Publication of The Panther will resume on the first day of the semester, Sept. 2.

Fishing in a small dating pool

Guest column by Kaz Koltai, senior communication studies major. 

You are sitting in a coffee shop. You’re rereading your copy of “Bossypants” since remembering your love affair with Tina Fey after watching Amy Poehler and her kill at the Golden Globes. You’re so engrossed in the life of the real world Liz Lemon and her musings that you almost don’t notice the incredibly cute guy who just walked in.

You try to play it cool as you check your hair and make sure you haven’t spilled any of the hot chocolate you ordered so you could still sit and look cool after realizing that you didn’t understand what half of the drinks on the menu were.

As you slyly watch your potential Astronaut Mike Dexter order his drink, you get so lost in the daydreams of your future whirlwind courtship; you don’t even realize he’s begun to walk over to the nook where you’ve seated yourself.

Numbers vary, but recent polling data by Gallup asserts that about 2 percent to 4 percent of the U.S. population identifies as lesbian, gay or bisexual. For the sake of argument, let’s say you are in a room of a hundred people. Depending on the setting, a little over half of them are going to be women – if this room is at Chapman, that number gets a bit closer to 60, which leaves about 40 guys. Of that initial 100, an average of three of them are going to be lesbian, gay, or bisexual. Half of them are going to be women, so chances stand that only one and a half of those guys are going to be sexually attracted to men.

Well, assuming I’m already in the room, it’ll be half of a guy. That’s without the possibility he might not have come to terms with his sexuality and may not yet identify as gay or bisexual. So we’re left with half of a maybe gay guy. Awesome. Let’s hope he watches “30 Rock” too.

Before you begin to lament how there are no good men or women left to date, realize that there are some of us who have a much smaller dating pool to go fishing in.

Appreciate that if you find yourself attracted to someone of the opposite sex, there is a decent possibility that they could be just as attracted to you – or at least your gender. The biggest challenge you probably face is working up the courage to ask them out. Worst-case scenario, they turn you down, already have a boyfriend or girlfriend and so on. My worst-case scenario? Getting pummeled by the guy who was freaked out by the queer who just tried to flirt with him.
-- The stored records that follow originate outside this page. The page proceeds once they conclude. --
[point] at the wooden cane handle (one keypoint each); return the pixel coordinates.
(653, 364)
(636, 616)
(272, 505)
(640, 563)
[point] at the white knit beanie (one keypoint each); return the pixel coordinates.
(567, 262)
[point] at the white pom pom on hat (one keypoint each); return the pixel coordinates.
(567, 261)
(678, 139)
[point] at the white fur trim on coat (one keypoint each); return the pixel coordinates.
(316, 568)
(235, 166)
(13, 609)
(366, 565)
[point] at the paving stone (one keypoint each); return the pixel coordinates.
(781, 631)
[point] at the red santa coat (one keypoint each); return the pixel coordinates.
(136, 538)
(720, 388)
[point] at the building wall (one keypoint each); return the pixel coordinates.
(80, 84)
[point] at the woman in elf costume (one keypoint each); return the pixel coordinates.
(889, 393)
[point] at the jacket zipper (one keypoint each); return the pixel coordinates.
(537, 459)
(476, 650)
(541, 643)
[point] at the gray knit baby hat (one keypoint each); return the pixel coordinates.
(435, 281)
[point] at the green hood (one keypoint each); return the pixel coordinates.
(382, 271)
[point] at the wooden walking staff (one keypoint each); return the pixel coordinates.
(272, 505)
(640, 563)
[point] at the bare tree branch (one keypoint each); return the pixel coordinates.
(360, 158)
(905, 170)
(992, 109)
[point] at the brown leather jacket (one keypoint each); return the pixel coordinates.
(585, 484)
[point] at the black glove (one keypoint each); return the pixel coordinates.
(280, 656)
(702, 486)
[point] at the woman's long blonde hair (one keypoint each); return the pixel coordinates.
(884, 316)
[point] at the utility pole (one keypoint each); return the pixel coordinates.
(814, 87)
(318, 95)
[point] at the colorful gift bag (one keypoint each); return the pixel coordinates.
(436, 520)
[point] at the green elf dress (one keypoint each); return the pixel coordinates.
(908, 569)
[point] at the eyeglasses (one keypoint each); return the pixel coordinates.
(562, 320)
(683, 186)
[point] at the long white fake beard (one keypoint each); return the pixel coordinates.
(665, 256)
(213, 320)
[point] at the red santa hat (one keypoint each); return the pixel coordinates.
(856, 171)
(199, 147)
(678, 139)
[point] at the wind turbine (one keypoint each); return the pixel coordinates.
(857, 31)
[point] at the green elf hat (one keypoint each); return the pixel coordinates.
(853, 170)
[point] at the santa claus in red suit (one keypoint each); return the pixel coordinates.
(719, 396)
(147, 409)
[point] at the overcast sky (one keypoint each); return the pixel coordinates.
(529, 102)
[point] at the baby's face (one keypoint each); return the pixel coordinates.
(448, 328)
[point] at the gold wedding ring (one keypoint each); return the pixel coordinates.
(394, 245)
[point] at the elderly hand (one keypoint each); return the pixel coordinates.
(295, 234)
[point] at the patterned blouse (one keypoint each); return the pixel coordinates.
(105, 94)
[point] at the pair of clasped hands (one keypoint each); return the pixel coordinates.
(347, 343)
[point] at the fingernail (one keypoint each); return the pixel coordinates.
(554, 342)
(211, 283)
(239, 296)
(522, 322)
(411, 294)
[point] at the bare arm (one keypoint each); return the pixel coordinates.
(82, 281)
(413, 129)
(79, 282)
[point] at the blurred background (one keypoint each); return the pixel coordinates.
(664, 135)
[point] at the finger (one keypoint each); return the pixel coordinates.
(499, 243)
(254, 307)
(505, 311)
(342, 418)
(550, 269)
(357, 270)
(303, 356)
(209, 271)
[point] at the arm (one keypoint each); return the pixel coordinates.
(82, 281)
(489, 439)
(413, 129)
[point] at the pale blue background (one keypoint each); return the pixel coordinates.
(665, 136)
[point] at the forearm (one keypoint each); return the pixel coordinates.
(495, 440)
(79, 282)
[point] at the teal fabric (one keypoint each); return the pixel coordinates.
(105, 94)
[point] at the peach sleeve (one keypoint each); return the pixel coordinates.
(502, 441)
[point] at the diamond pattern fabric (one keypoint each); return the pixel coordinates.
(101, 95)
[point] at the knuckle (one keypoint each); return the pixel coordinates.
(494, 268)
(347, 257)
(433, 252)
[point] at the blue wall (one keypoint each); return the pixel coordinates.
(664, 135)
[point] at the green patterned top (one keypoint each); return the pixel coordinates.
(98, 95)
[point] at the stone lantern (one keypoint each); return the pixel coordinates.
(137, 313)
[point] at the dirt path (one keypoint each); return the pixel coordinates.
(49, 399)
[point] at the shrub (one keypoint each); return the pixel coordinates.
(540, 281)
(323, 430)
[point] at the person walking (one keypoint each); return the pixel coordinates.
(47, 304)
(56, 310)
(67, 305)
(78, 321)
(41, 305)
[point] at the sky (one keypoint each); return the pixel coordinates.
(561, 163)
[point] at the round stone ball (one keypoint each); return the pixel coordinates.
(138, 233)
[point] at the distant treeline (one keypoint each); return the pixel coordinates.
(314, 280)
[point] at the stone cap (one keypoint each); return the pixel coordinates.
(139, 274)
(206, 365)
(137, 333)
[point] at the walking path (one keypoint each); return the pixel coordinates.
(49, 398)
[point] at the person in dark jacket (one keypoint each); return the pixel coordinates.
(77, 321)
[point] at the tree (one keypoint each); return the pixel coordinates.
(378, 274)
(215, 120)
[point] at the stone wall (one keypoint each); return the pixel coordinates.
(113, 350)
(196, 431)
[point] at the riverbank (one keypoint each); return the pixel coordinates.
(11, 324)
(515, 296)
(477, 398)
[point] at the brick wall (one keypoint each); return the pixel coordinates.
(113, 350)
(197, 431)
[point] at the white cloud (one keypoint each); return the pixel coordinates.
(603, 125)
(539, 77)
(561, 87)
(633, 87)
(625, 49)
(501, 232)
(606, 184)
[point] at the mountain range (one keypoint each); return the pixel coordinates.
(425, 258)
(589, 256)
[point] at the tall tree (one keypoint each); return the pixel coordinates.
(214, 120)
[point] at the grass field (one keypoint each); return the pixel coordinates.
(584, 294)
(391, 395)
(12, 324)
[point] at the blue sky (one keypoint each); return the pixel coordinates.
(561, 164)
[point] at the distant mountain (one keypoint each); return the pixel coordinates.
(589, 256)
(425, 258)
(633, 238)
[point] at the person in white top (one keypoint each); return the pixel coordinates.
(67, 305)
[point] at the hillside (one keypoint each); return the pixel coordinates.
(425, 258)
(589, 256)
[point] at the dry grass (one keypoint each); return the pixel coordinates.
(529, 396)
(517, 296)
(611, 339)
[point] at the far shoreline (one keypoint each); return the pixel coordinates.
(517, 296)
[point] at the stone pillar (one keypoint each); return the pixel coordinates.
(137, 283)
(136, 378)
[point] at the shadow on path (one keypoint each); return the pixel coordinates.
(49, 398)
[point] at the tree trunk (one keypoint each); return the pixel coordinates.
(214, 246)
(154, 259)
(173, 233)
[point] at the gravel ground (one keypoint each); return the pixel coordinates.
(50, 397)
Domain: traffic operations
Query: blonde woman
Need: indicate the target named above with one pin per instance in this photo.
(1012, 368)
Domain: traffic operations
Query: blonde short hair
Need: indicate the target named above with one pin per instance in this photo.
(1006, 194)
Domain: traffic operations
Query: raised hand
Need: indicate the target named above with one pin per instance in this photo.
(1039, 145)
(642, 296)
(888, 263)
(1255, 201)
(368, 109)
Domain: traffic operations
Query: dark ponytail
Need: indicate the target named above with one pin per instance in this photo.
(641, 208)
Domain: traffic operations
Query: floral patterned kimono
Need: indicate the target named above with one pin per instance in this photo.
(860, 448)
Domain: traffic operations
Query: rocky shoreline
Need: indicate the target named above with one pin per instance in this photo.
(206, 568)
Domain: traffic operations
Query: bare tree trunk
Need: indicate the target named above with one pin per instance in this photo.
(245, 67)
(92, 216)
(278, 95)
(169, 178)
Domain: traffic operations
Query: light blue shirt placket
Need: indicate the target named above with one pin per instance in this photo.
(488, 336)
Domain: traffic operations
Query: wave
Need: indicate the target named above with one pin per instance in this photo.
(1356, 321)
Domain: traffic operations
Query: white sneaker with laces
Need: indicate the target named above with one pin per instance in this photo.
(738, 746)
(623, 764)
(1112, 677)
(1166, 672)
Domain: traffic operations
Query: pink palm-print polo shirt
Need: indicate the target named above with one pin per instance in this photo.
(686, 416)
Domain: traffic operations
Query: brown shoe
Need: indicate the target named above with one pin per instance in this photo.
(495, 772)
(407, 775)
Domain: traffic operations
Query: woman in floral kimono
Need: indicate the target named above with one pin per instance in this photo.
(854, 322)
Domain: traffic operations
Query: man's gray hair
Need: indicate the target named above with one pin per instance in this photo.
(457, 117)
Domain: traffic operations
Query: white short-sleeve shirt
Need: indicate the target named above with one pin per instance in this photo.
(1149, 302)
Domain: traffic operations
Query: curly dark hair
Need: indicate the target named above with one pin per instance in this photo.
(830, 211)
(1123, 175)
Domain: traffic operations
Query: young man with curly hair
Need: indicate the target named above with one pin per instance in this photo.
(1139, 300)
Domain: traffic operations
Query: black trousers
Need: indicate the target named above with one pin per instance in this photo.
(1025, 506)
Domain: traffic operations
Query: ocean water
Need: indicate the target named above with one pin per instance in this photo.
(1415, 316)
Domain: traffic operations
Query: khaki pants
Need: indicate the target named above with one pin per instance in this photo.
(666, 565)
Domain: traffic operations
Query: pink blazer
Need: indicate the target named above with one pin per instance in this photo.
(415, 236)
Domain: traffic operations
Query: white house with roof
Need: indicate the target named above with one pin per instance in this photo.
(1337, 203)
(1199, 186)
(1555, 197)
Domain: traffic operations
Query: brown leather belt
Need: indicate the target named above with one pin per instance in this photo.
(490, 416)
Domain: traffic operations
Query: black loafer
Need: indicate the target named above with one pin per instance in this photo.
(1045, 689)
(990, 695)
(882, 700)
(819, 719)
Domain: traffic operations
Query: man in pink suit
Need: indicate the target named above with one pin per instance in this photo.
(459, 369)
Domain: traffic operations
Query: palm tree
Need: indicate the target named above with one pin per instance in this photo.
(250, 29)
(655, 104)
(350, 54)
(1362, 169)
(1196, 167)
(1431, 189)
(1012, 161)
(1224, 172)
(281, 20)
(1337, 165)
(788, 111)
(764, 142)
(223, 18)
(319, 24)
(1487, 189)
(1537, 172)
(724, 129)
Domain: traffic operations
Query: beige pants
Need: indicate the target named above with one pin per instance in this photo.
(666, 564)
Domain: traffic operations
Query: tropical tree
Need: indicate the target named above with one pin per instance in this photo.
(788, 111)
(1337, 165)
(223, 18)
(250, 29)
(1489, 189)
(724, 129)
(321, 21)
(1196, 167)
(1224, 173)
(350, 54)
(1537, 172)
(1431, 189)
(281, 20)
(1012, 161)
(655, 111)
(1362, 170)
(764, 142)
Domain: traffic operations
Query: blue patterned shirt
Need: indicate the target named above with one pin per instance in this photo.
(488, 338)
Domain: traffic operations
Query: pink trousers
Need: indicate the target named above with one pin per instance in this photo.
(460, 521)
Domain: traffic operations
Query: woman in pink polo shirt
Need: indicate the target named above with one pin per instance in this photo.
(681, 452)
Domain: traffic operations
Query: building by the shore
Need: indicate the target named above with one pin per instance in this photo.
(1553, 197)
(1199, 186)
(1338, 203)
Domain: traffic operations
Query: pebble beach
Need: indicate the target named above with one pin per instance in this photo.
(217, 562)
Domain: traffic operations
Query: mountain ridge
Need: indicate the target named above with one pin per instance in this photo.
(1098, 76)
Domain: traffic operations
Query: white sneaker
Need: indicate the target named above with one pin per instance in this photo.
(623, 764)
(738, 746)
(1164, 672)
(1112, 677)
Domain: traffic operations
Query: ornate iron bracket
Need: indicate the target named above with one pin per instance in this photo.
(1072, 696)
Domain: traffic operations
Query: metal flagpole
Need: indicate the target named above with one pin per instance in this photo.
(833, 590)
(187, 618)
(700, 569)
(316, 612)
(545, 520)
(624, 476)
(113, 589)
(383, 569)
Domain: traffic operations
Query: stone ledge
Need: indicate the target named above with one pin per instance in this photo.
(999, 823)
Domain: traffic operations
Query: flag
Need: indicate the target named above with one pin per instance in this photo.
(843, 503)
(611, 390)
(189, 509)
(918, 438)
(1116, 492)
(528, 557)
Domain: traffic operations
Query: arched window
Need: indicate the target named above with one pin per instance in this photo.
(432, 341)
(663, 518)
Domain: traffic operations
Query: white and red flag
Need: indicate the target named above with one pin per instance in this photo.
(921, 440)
When it turns out that the coffee shop Astronaut Mike Dexter wasn’t walking over to sweep you off of your feet – he’s actually in a happy, long term relationship with his girlfriend, Laurie, an English major from Texas, and every other seat was taken except for the one across from you – realize you probably still have a shot with any other guy in the place, or any of the girls if you’re a straight guy. Me? I’m at the other table hoping my half of a maybe gay guy walks in.